The Outreach Program provides the following aid to the beneficiaries:
Renewable Energy Enterprises Foundation of Oakland, California (REEF) provides SOLAR LAMPS- The remote areas where the challenge ventures rarely have electricity and the outreach program provides solar lamps that provide up to 8 hours of lighting for children to study by. Since it can eliminate the use kerosene lamps, the solar lanterns improve family's indoor air quality. The result children are less often missing school, the lanterns save family's 30 % of their income, and provide evening light for families. The solar lanterns are free to families and last five years.

EDUCATIONAL SUPPLIES- Giving children these materials will help them continue learning and reduce the cost to their parents.

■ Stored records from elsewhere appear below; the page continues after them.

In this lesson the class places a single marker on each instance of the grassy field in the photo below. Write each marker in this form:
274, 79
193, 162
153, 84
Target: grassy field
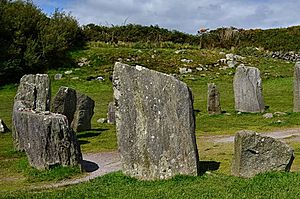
15, 172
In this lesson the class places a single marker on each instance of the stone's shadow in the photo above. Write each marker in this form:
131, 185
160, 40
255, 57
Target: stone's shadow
87, 135
209, 166
89, 166
81, 142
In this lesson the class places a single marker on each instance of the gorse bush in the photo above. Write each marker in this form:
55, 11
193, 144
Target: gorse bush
31, 42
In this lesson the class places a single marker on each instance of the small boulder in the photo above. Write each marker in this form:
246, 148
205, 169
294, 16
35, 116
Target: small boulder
254, 154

MEDICAL SUPPLIES- These contributions will greatly help community health centers to provide for basic health needs and first aid treatments.

==Hobie 16==

The 16 is the most popular Hobie Cat, both for recreational and racing purposes and as a one-design racer. The boat is 16'7" long, 7'11" wide, and has a mast 26'6" tall, but only weighs 320 pounds. As with the 14, it is intended to be sailed from the beach through the surf, and to be surfed back in on the waves to the beach. Instead of daggerboards or centreboards, the 16 has asymmetrical hulls which act like foils and keep the boat from crabbing, or slipping sideways from the force of the wind. Both jib and main sails are fully battened and total 218 sqft. A trapeze is usually used by the crew and helmsman.

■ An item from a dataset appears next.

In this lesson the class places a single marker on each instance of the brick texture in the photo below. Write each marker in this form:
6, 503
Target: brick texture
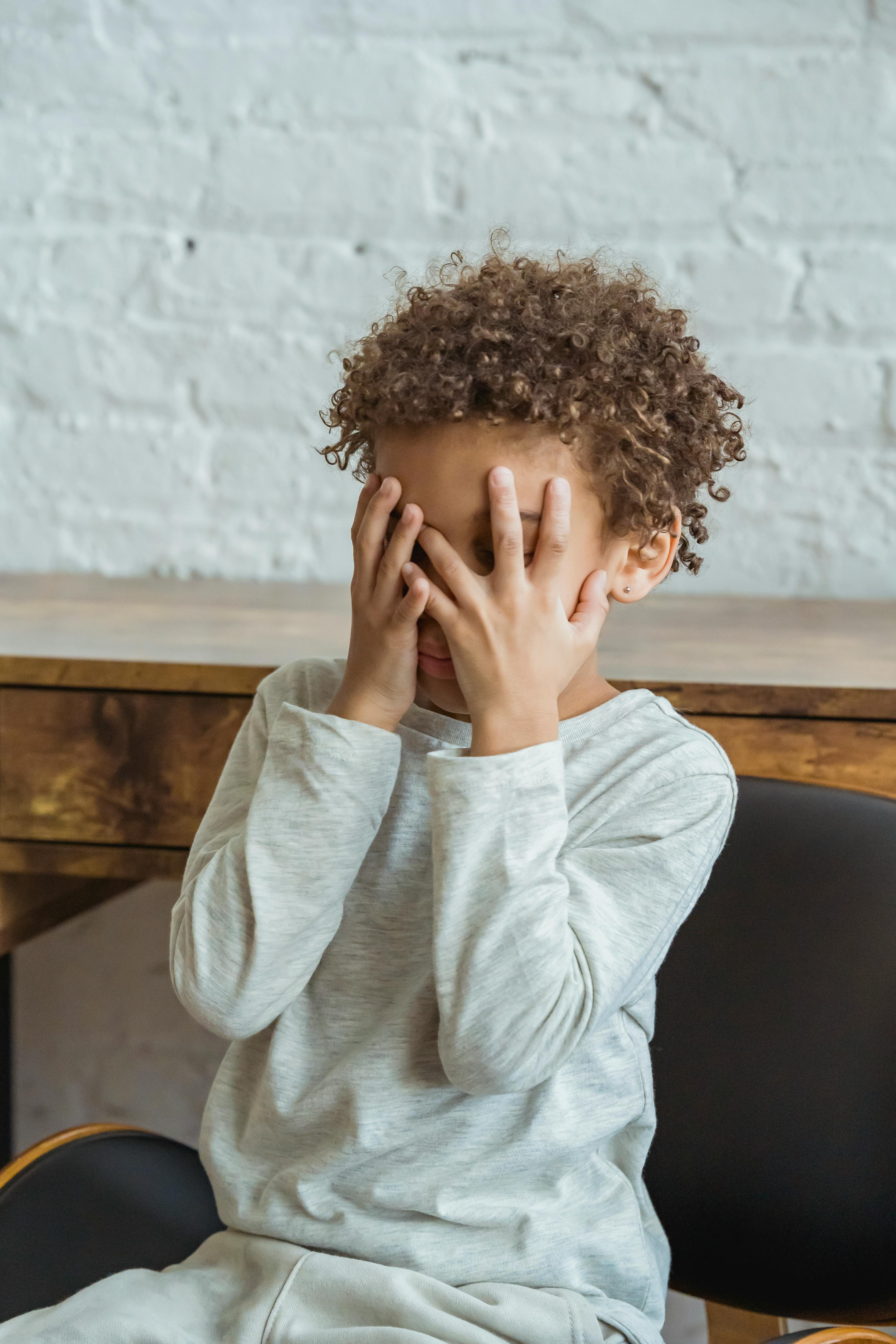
202, 198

While sailing a 16-foot boat offshore may sound fool hardy the Hobie 16 is the most ideal vessel for offshore sailing because its sail plan is low tech and allows the boat to be sailed up to 30 knots of wind by a person with reasonable skills while its strong hull and no centre board allows it to sail over shallow water and contact reefs with only very minor damage.

==Other Challenges==
There are racing classes all around the world for a range of Hobie Sailboats. These include the Fiji Hobie Challenge which is an annual race held over a similar format and the Tanzacat Challenge and Zanzibar Raid held in Tanzania, East Africa.